Seminar

The Mac and the Furious: Phagocytes Coping with Good, Bad and Ugly Memories

Juan Anguita, PhD

Macrophages constitute the first line of defense of the immune system against infections. Since their identification by Metchnikoff as cells capable of ingesting microorganisms, their functional characterization has continuously evolved; yet much is still unknown about key aspects of their biology and how they are regulated. The discovery of Toll-like receptors in the mid to late 1990’s provided the first clue to a certain degree of specificity. This has been complemented along the years with the discovery of new recognition pathways that are able to identify infectious agents (pathogen-associated molecular patterns, PAMPs) and initiate specific responses. Further along, researchers identified the capacity of macrophages to differentiate into distinct effector cells based on the stimulus applied to them. From the initial dichotomy M1/M2, macrophage research evolved to the idea that rather than the final phenotype of the macrophage, the stimulus is the determinant factor; therefore, there may be as many phenotypes as there is variety of stimuli. Recently, the existence of long-term consequences of the stimulation of macrophages with certain simple (e.g. beta glucans) or complex (e.g. BCG, the mycobacterial vaccine strain) stimuli has been recognized, which has been termed ‘innate immune memory’. This concept originally evolved from observations in BCG-vaccinated individuals in which a level of protection against disparate pathogens was identified. Responses identified as memory have been divided into innate immune training and tolerance; the difference being the nature of the secondary response (heightened versus reduced).

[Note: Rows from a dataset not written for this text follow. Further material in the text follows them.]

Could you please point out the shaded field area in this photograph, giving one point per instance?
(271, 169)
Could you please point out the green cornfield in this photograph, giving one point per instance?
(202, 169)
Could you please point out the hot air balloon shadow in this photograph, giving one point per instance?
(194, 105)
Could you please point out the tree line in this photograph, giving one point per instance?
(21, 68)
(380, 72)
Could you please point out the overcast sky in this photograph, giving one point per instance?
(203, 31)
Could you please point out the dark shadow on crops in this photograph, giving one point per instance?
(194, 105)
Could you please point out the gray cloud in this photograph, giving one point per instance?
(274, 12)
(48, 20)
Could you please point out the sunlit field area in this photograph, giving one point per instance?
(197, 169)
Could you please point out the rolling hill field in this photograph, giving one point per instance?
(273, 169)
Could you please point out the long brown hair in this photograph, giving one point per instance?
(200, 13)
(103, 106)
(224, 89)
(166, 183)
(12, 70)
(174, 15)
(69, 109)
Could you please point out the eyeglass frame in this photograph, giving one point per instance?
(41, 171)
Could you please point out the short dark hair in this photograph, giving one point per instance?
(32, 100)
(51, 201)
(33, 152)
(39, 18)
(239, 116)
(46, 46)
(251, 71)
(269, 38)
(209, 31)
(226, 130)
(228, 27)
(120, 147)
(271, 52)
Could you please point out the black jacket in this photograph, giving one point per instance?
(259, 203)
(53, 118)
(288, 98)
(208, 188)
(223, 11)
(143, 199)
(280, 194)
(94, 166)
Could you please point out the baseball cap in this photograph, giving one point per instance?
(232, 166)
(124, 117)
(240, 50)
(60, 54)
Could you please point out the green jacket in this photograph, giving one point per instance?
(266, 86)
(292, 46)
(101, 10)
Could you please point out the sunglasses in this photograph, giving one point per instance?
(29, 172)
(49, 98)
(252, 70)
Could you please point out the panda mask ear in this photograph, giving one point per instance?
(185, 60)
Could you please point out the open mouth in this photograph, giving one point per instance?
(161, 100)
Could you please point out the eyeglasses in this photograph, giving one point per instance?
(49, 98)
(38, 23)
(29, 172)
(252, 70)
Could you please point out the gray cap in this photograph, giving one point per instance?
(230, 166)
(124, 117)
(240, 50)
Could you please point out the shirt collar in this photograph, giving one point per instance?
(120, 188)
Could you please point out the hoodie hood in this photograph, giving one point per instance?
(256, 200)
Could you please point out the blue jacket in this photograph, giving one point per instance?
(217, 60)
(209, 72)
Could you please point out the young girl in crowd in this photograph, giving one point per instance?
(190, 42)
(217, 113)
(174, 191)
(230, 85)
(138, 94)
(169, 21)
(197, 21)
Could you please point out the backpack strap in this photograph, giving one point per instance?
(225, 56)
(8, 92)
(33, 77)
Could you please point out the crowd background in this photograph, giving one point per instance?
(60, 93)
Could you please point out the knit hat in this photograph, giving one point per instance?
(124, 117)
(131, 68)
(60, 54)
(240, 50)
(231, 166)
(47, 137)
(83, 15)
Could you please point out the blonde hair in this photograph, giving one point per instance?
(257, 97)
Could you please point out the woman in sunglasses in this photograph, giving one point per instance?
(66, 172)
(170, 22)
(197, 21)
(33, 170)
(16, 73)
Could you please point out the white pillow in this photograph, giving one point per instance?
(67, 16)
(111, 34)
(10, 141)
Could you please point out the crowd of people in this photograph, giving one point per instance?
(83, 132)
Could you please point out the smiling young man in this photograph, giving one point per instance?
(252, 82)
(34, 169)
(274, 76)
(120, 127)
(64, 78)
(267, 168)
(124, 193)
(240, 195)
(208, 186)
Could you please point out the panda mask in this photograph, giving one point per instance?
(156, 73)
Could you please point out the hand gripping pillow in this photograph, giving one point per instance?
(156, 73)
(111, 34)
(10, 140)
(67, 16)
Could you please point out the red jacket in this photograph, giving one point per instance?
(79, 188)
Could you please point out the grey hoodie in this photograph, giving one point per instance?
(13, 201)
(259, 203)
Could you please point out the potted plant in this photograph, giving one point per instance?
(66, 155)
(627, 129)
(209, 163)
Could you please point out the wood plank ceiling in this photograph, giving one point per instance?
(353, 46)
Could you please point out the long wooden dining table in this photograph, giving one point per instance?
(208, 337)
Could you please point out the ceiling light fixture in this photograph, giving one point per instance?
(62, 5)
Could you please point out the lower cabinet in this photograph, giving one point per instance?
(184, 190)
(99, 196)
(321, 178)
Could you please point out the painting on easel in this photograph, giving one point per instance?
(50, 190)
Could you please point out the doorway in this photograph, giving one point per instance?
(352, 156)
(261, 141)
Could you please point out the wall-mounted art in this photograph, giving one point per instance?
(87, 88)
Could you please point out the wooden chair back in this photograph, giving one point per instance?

Although the mechanisms underlying the development of innate immune memory are not completely known, both variations in metabolism (Warburg effect) mediated by the AKT/mTOR/HIF axis, and epigenetic changes are known to occur. Our laboratory is interested in the following questions: Does innate immune memory control the interaction between live microorganisms and host cells?; Is innate immune memory relevant during persistent infections, reinfection (and vaccine development) and homeostasis?; Are molecular changes associated with innate immune memory universally conserved?; Can we manipulate ongoing innate immune memory responses as therapeutic strategies against infection? Data obtained with the pathogens, Borrelia burgdorferi and SARS-CoV-2, as well as the symbiont, Lactobacillus plantarum, will be discussed.